OpenMLDB
OpenMLDB copied to clipboard
Import data cause BufferOverflowException
Bug Description I am trying to import data to online db with hive table, exception happens if there are some strings length bigger than 255:
Caused by: java.io.IOException: write row to openmldb failed on: ...
at com._4paradigm.openmldb.spark.write.OpenmldbDataSingleWriter.write(OpenmldbDataSingleWriter.java:89)
at com._4paradigm.openmldb.spark.write.OpenmldbDataSingleWriter.write(OpenmldbDataSingleWriter.java:39)
at org.apache.spark.sql.execution.datasources.v2.DataWritingSparkTask$.$anonfun$run$1(WriteToDataSourceV2Exec.scala:419)
at org.apache.spark.util.Utils$.tryWithSafeFinallyAndFailureCallbacks(Utils.scala:1496)
at org.apache.spark.sql.execution.datasources.v2.DataWritingSparkTask$.run(WriteToDataSourceV2Exec.scala:457)

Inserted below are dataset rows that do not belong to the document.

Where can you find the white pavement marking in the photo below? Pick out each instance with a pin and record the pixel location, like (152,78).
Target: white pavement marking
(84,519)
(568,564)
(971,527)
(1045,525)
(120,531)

at org.apache.spark.sql.execution.datasources.v2.V2TableWriteExec.$anonfun$writeWithV2$2(WriteToDataSourceV2Exec.scala:358)
at org.apache.spark.scheduler.ResultTask.runTask(ResultTask.scala:90)
at org.apache.spark.scheduler.Task.run(Task.scala:131)
at org.apache.spark.executor.Executor$TaskRunner.$anonfun$run$3(Executor.scala:506)
at org.apache.spark.util.Utils$.tryWithSafeFinally(Utils.scala:1462)
at org.apache.spark.executor.Executor$TaskRunner.run(Executor.scala:509)
at java.util.concurrent.ThreadPoolExecutor.runWorker(ThreadPoolExecutor.java:1149)
at java.util.concurrent.ThreadPoolExecutor$Worker.run(ThreadPoolExecutor.java:624)
at java.lang.Thread.run(Thread.java:750)
Caused by: java.nio.BufferOverflowException
at java.nio.HeapByteBuffer.put(HeapByteBuffer.java:194)
at java.nio.ByteBuffer.put(ByteBuffer.java:867)
at com._4paradigm.openmldb.common.codec.FlexibleRowBuilder.build(FlexibleRowBuilder.java:385)
at com._4paradigm.openmldb.sdk.impl.InsertPreparedStatementImpl.buildRow(InsertPreparedStatementImpl.java:302)
at com._4paradigm.openmldb.sdk.impl.InsertPreparedStatementImpl.execute(InsertPreparedStatementImpl.java:317)
at com._4paradigm.openmldb.spark.write.OpenmldbDataSingleWriter.write(OpenmldbDataSingleWriter.java:77)
... 13 more
Expected Behavior import data success
Relation Case no
Steps to Reproduce
- prepare some data that some all string value length bigger than 255 and some less
- import these data to online db
- exception with java.nio.BufferOverflowException
After digging into the code,
// FlexibleRowBuilder.java
int totalSize = strFieldStartOffset + strAddrLen + strTotalLen;
// check totalSize if bigger than UNIT8_MAX or UNIT16_MAX ...
int curStrAddrSize = CodecUtil.getAddrLength(totalSize);
if (curStrAddrSize > strAddrSize) {
// strAddrBuf will be expanded if the totalSize bigger than UNIT8_MAX(255)
strAddrBuf = expandStrLenBuf(curStrAddrSize, settedStrCnt);
strAddrSize = curStrAddrSize;
totalSize = strFieldStartOffset + strAddrLen + strTotalLen;
}
private variable strAddrBuf will be expanded if totalSize bigger than UNIT8_MAX(255) and wil be used for the following records but never reduce the array size, that causes java.nio.BufferOverflowException.
currently i manually reduce the strAddrBuf size at the end of result allocate to solve the problem.